Detectable Vulnerability Types
The pipeline can detect a wide range of attack vectors, including command injection, SQL injection, path injection, SSRF, SSTI, deserialization bugs, authentication and access‑control bypasses, hard‑coded credentials, TOCTOU race conditions, XXE, LDAP/XPath injections, weak cryptography, and weak random number usage.
Test Configuration & Performance
GPU : RTX 4070 Ti SUPER (16 GB VRAM)
CPU : Ryzen 7 7700 (8 C/16 T)
Memory : 32 GB DDR5 6000 MHz
Model : Qwen2.5‑Coder‑14B‑Abliterated Q4_K_M (14 B parameters, 8.6 GB)
Draft model : Qwen2.5‑Coder‑0.5B‑Q4_K_M (~400 MB) for speculative decoding
Inference speed : 25‑35 tok/s baseline, 35‑50 tok/s with speculative decoding
Context window : 32 K tokens
Inference service is built on llama.cpp, supporting Jinja templates, flash attention, and Q4 KV cache. Updating the NVD data requires an API key and takes about 45 minutes for roughly 360 k CVE records.
Usage
# Install llama.cpp
winget install llama.cpp # Windows
brew install llama.cpp # macOS / Linux
# Install Python dependencies
pip install -r requirements.txt
pip install huggingface_hub
# Download main model (14B)
huggingface-cli download bartowski/Qwen2.5-Coder-14B-Instruct-abliterated-GGUF \
Qwen2.5-Coder-14B-Instruct-abliterated-Q4_K_M.gguf --local-dir models/
# Download Draft model (0.5B)
huggingface-cli download bartowski/Qwen2.5-Coder-0.5B-Instruct-abliterated-GGUF \
Qwen2.5-Coder-0.5B-Instruct-abliterated-Q4_K_M.gguf --local-dir models/
# Start inference service
python start_server.py
# Update CVE database (first run)
export NVD_API_KEY="your-key-here"
python -m src.main update-cve
# Start vulnerability audit
python run_audit.py /path/to/target-repo
# Resume scan
python run_audit.py /path/to/target-repo --resumeLimitations
C function pointers : dynamic calls via function pointers cannot be precisely resolved; they are conservatively marked.

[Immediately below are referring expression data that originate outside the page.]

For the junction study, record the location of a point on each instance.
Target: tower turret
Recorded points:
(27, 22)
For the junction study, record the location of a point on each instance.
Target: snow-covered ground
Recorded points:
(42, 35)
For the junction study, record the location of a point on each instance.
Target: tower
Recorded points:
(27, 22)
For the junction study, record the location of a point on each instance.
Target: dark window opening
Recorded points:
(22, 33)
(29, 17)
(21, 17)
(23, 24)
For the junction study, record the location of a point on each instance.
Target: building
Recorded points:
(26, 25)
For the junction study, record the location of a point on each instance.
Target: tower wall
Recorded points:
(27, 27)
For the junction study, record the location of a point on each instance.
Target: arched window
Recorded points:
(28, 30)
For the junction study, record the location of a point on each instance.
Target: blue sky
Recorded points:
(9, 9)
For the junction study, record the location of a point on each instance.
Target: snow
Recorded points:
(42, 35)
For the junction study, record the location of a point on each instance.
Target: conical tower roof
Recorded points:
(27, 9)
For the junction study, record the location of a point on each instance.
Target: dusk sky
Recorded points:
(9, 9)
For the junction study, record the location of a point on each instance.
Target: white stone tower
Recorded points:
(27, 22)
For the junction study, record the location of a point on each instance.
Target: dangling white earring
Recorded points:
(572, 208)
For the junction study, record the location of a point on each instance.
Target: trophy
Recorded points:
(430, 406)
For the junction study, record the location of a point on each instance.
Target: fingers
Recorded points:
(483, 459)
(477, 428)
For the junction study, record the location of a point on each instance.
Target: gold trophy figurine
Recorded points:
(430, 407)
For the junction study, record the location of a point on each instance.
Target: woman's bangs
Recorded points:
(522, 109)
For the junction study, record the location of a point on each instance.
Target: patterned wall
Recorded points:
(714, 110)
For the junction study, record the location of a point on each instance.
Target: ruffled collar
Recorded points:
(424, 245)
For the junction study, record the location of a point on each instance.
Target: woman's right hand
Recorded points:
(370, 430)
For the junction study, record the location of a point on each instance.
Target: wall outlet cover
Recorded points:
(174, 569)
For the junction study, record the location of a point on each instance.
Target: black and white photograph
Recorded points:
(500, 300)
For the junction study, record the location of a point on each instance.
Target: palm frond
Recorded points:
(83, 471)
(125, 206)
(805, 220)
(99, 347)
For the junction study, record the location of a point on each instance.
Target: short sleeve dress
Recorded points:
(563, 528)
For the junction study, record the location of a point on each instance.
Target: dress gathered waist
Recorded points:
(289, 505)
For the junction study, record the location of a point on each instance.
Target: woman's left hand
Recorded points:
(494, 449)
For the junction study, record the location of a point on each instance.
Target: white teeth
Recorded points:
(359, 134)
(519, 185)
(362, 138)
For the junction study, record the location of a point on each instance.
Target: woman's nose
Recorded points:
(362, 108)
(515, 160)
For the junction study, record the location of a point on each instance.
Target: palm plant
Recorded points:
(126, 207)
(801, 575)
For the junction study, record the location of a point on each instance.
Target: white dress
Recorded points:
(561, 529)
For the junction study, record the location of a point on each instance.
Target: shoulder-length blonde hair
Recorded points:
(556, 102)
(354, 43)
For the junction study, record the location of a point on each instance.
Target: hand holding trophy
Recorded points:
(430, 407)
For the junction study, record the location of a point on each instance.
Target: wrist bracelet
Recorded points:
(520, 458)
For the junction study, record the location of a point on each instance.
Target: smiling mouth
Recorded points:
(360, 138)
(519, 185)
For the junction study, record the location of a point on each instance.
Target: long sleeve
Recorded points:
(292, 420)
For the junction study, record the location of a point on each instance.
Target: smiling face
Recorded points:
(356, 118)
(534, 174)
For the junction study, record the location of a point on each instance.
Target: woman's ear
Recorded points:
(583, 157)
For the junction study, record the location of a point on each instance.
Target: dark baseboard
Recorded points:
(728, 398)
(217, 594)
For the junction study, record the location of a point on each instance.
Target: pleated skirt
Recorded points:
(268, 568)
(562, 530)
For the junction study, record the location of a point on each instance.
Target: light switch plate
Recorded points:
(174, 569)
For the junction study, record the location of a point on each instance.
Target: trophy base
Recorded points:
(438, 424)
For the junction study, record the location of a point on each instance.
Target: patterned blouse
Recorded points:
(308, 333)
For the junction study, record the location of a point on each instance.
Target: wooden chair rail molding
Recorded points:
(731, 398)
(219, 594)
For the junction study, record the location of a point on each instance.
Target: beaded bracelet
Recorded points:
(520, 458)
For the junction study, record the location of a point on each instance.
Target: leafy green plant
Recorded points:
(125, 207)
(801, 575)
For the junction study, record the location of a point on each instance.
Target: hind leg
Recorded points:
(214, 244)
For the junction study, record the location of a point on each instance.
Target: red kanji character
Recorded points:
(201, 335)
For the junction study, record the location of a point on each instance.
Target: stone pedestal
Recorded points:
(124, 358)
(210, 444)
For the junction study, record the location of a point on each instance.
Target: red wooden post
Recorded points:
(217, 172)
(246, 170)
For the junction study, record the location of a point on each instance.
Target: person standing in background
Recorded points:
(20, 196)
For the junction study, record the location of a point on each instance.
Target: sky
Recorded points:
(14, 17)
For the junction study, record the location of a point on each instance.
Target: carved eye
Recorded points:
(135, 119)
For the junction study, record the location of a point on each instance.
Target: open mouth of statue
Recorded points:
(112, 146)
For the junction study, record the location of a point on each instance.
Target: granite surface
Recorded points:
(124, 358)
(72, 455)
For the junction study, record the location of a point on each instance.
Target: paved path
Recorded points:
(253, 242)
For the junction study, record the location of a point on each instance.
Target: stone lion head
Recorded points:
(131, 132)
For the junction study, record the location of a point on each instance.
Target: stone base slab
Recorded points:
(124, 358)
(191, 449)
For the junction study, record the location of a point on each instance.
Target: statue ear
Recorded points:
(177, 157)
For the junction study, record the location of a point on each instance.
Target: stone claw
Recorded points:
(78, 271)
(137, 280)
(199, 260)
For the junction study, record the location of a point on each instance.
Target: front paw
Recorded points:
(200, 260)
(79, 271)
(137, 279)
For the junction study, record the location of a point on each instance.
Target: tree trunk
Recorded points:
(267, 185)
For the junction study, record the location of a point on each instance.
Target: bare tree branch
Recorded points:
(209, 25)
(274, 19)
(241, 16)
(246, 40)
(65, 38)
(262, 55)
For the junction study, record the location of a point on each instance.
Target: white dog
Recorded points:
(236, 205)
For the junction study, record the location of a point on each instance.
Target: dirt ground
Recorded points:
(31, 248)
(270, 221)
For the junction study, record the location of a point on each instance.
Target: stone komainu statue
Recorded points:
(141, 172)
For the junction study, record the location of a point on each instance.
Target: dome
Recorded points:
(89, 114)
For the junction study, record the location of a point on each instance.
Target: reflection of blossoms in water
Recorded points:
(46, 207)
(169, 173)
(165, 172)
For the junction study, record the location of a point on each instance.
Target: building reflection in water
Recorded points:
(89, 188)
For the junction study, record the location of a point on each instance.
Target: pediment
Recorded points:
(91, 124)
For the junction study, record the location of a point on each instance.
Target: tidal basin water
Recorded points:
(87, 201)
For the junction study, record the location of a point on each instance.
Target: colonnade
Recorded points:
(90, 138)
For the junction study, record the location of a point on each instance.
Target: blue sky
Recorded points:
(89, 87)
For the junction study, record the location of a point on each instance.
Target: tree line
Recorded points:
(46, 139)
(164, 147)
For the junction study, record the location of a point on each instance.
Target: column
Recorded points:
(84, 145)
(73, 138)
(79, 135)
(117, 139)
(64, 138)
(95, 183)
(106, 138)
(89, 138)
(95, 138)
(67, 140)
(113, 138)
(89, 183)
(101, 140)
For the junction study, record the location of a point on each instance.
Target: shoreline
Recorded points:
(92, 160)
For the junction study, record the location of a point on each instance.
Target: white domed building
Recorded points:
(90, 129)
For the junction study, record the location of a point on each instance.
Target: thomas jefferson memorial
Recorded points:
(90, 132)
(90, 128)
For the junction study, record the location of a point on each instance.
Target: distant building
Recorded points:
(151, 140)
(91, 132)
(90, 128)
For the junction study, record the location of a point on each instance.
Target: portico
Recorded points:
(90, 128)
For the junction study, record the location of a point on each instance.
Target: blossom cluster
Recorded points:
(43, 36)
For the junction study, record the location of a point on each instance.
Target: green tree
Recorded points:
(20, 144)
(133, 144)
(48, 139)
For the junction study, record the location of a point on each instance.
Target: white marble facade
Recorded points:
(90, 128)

C++/Java/C# vtables : virtual calls are handled with a conservative parsing strategy.
Reflection calls : flagged as suspicious; severity depends on context.
C macros : the AST parser does not expand macros, so macro‑embedded bugs may be missed.

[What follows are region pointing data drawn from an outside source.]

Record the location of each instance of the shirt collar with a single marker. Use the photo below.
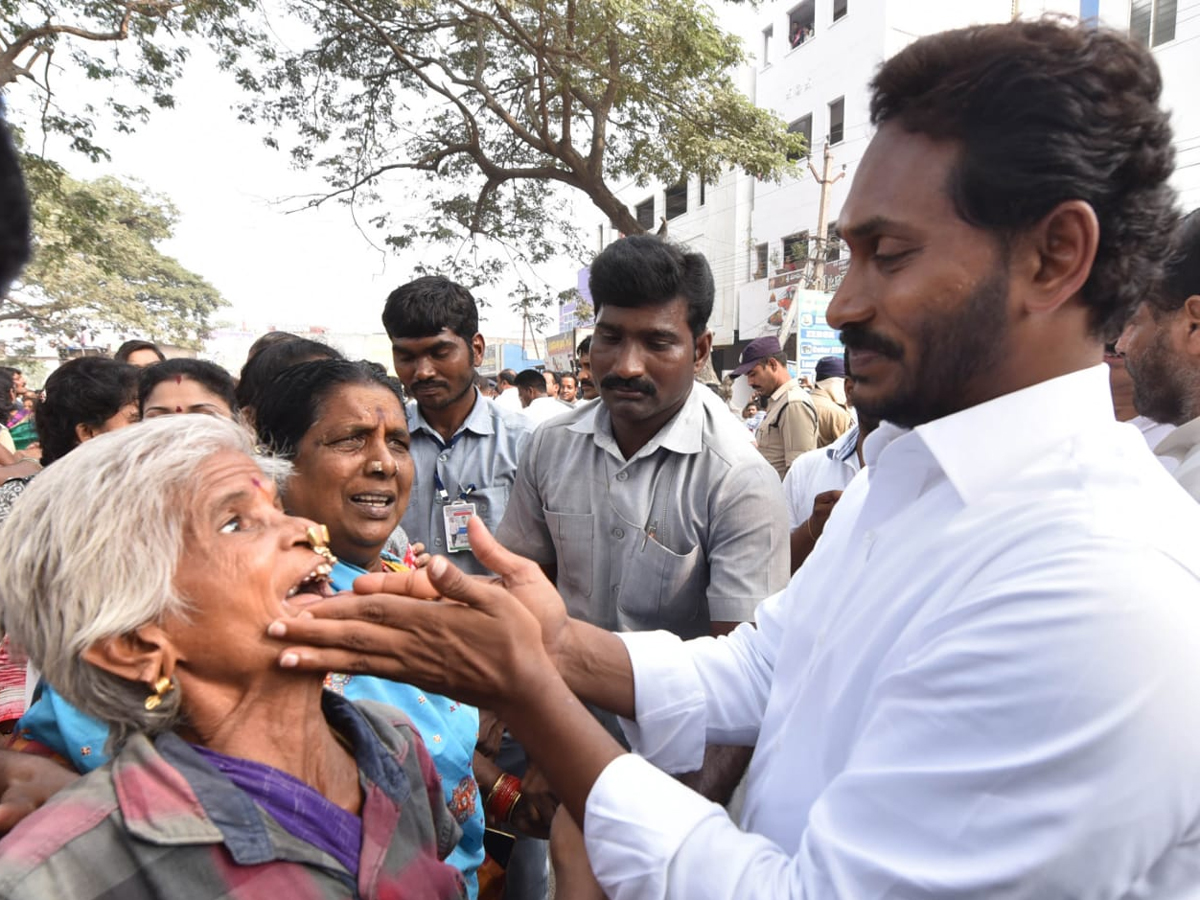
(683, 433)
(169, 795)
(1180, 442)
(984, 444)
(478, 421)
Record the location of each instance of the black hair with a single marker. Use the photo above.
(292, 405)
(423, 307)
(268, 340)
(15, 213)
(88, 390)
(1181, 279)
(261, 370)
(533, 379)
(1047, 113)
(130, 347)
(208, 375)
(645, 270)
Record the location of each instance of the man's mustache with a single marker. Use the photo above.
(859, 337)
(612, 383)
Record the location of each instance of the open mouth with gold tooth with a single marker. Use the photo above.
(315, 582)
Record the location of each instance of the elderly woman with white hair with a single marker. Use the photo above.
(141, 575)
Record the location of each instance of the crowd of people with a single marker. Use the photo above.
(930, 629)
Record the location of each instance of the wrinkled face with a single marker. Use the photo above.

Assembly code : not within the analysis scope.
Cross‑translation‑unit inlining (C) : appears as separate functions in the call graph.

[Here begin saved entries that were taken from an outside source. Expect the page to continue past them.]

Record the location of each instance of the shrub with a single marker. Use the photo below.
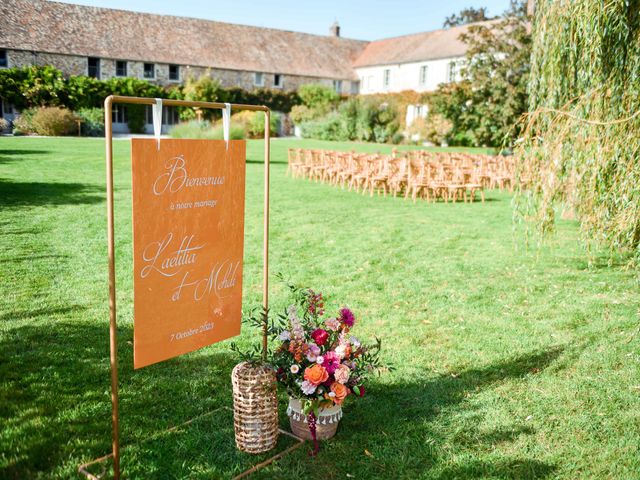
(192, 129)
(435, 128)
(302, 113)
(329, 127)
(318, 97)
(92, 121)
(236, 132)
(256, 125)
(23, 124)
(54, 121)
(32, 86)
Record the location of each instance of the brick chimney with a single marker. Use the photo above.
(335, 29)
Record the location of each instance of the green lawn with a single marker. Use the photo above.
(509, 363)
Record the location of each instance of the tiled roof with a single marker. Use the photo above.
(414, 48)
(99, 32)
(54, 27)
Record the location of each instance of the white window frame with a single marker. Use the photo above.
(423, 75)
(98, 69)
(386, 78)
(452, 72)
(6, 58)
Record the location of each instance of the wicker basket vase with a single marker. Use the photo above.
(255, 407)
(326, 426)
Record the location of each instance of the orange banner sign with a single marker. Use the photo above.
(188, 238)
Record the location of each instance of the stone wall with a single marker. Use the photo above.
(76, 65)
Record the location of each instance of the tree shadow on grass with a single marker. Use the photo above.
(56, 412)
(16, 194)
(413, 446)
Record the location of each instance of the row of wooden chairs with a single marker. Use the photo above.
(417, 173)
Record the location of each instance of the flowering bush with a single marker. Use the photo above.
(318, 360)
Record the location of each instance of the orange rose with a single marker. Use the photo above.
(316, 374)
(341, 392)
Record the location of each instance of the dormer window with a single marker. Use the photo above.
(424, 69)
(149, 70)
(386, 78)
(93, 67)
(452, 72)
(174, 72)
(121, 68)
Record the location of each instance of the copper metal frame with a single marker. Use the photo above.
(113, 334)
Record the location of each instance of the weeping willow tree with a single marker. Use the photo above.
(580, 151)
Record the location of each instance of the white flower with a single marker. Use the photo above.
(285, 335)
(307, 387)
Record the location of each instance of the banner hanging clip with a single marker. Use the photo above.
(226, 123)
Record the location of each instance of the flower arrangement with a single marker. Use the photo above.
(318, 359)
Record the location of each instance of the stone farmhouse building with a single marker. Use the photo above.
(105, 43)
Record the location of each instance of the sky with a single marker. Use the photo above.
(360, 19)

For these edge cases the system reports uncertainty to the LLM for judgment instead of producing false‑negative results.
Conclusion
local‑vuln‑research‑pipeline demonstrates an important direction for locally‑run AI‑driven code auditing: exhaustive path enumeration guarantees coverage, while the LLM handles semantic exploitability reasoning. Compared with pure dynamic analysis or rule‑based static scanners, the code‑graph + LLM hybrid achieves a better balance between recall and precision. It enables systematic vulnerability mining of massive codebases without relying on external cloud services.